Livock eventually returned to England, being posted to the Central Flying School at RAF Wittering on 19 February 1932, also finally receiving his Air Force Cross from the King at Buckingham Palace on 23 February. Livock was promoted to wing commander on 1 July 1933, leaving Wittering on 12 August, and being posted to the Air Staff at Cranwell on 23 October. He was appointed commander of No. 209 (Flying Boat) Squadron, based at RAF Mount Batten on 17 May 1934. In mid-September an attempted flight from Mount Batten to Greenland by two Blackburn Perth flying boats, commanded by Livock, was abandoned after reaching the Faroe Islands because of icing. Livock left No. 209 Squadron in January 1936 to attend a course at the Royal Naval Staff College, Greenwich, until December. On 2 January 1937 he was posted to the Headquarters of No. 16 (Reconnaissance) Group for staff duties, then took command of No. 10 Flying Training School at RAF Ternhill on 30 November, receiving promotion to group captain on 1 January 1938.

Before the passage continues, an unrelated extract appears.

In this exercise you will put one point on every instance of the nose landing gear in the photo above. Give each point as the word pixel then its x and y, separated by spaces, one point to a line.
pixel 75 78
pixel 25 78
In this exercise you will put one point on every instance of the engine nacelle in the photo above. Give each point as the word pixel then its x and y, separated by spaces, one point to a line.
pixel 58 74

==World War II and after==
Livock served throughout the Second World War, being appointed Commanding Officer of RAF Kalafrana, Malta, on 5 January 1941. He retired on 24 June 1945, and became the headmaster of a boy's preparatory school.

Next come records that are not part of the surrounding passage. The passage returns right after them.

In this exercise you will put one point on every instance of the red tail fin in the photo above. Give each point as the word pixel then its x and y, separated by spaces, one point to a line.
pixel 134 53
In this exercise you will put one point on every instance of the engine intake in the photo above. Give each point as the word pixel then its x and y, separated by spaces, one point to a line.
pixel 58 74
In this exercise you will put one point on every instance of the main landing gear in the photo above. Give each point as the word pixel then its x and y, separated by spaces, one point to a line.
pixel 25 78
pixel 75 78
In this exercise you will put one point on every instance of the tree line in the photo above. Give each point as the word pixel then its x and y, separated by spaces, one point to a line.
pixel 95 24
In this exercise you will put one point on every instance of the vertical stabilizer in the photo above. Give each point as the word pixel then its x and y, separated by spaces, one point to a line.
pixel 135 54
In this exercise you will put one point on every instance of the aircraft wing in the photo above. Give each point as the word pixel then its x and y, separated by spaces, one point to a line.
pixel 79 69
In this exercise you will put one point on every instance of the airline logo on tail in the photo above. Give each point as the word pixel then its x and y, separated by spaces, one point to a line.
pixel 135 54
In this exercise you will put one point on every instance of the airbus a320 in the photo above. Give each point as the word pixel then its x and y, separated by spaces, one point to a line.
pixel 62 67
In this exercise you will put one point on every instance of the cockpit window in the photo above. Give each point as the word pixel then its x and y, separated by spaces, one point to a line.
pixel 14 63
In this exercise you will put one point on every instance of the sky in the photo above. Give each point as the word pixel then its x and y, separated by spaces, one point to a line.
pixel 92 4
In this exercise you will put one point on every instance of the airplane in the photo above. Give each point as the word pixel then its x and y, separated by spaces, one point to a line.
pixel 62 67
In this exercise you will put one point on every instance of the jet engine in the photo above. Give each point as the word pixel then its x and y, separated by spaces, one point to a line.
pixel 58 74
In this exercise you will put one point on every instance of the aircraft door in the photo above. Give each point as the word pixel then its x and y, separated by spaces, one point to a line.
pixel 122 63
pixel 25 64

Group Captain Livock died in Blandford Forum, Dorset, on 27 January 1989.

==Personal life and other interests==
Livock married Florance Smith in Kensington in September 1921. Their son, Pilot Officer William Denzil Livock, RAFVR, was killed in action on 21 December 1944, aged 20, while serving in No. 248 Squadron RAF.

Livock had a keen interest in archaeology, carrying out aerial surveys during the 1930s, and was a longstanding member of the Suffolk Institute of Archaeology.

In September 1973 Livock published a memoir To the Ends of the Air.

==Cricketing career==
After playing some Minor Counties Championship matches for Cambridgeshire in 1921, Livock made his first-class debut for Lord Cowdray's XI against the Rest of England in 1923. In 1924 he played for the Straits Settlements against the Federated Malay States, also playing for the combined Malaya cricket team in matches against Shanghai and Hong Kong. Returning to English cricket, he played three County Championship matches for Middlesex in 1925, also playing in that season's Gentlemen v Players match. He next played for Middlesex in 1927, his top-level cricket career being restricted by his RAF career, when he played against Warwickshire and New Zealand. He also played a first-class match for the RAF against the Royal Navy that season. Following a second match for the Straits Settlements against the Federated Malay States in 1930, he played three more first-class matches; for the RAF against the Army in 1932, for the Marylebone Cricket Club (MCC) against Yorkshire in 1933 and for the Gentlemen of England against Australia in 1934. He also played cricket in Egypt that year.